Negating our crying for justice?—
the Lord would not bide.


Ordering futures? Who can make so
should the Lord not decree?

Out of the Most High's mouth, come not
both disaster and good?

Of what shall one living complain
on account of his wrong?


Plumb we our ways, let us audit them,
that we return to the Lord;

Palms aloft, hearts lifted
to God on high we say:

Perfidious we were in sin and revolt,
and you did not forgive.


Retributively you enveloped us, pursued us;
you slew us unsparingly;

Raiment of storm cloud enveloped you,
blocking out prayer;

Rejected[7] and outcast you made us
in the midst of the peoples.


Snapping and gaping their mouths at us
are all our enemies;

Suffering, ours: terror and traps,
holocaust and horror;

Stream tears from my eyes at the holocaust
of my Daughter People.[8]


Tears stream: unbidden,
no respite, unending,

Till out looks the Lord
and sees from the heavens.

Tears stream: how grieves my soul
for the daughters of my city.


Unreasoning, my enemies ensnare me,
ensnaring as a bird;

Undone—my life in a pit
as rocks they cast on me;

Under waters engulfing my head;
I thought, "I am lost".


Voiced I your name, Lord,
from bottom-most pit;

Validate my plea; close not
your ears to my cry.

Venturing close when I called you,
you spoke: "do not fear".


When you pleaded, O Lord, my cause,
you redeemed my life.

Witness, O Lord, how I am wronged;
do justice for me.

Witness all their vindictiveness,
their scheming against me.


You have heard, Lord, their insults,
their scheming against me;[9]

Yonder, they mutter and prattle
from day-dawn to dusk;

You see them? Whether seated or rising,
they mock me in songs.


Zilch make their rewards, O Lord,
for the works at their hands;

Ziplock their cold hearts:
your curse upon them;

Zealously hunt them, destroy them
under the heavens of the Lord.

[1]Translation compromise. Ideally this would start "I am the man" but the acrostic constraint doesn't allow this.

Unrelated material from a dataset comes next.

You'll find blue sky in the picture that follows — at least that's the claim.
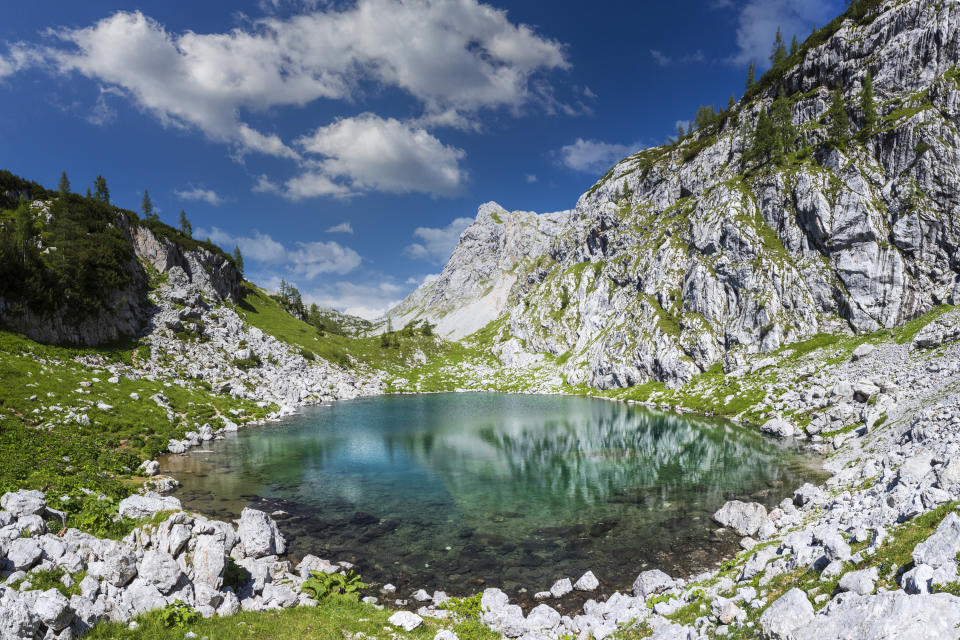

[2]This section of first person narrative concludes with three references to the self, before the narrative switches to a third person perspective.

[3]In this 'I' stanza, each line shares an opening Hebrew word meaning "good".

[4]"Lie" is the same verb as 1:1—"Alone lies the city".

[5]The three lines of this stanza all begin with verbs; lines two and three share the same one that can mean put, give or offer.

[6]As with the "I" stanza, the lines here should all start with the same word. Unfortunately this is a challenge too far. The Hebrew word is a little anacrusis meaning "for…" ("because…"). There seems no such word in English. Nor does there seem any other reasonable common word across the three lines. Had this stanza been "N" rather than "M", "now" would have been a possibility. But that would later require a stanza of three "Q" or "X" words.

[7]The verb "rejected" can be seen as anticpating its recurrence at 5:22, the devasting final verse of the enitre book.

[8]Verses 47–48 involve alliteration and the repetition of 'holocaust'. Further, the final part of 48 is the same as 2:11.

[9]It is unclear whether this direct repetition from the end of the previous verse was a deliberate reinforcement ("epiphora") or an inadvertent scribal duplication.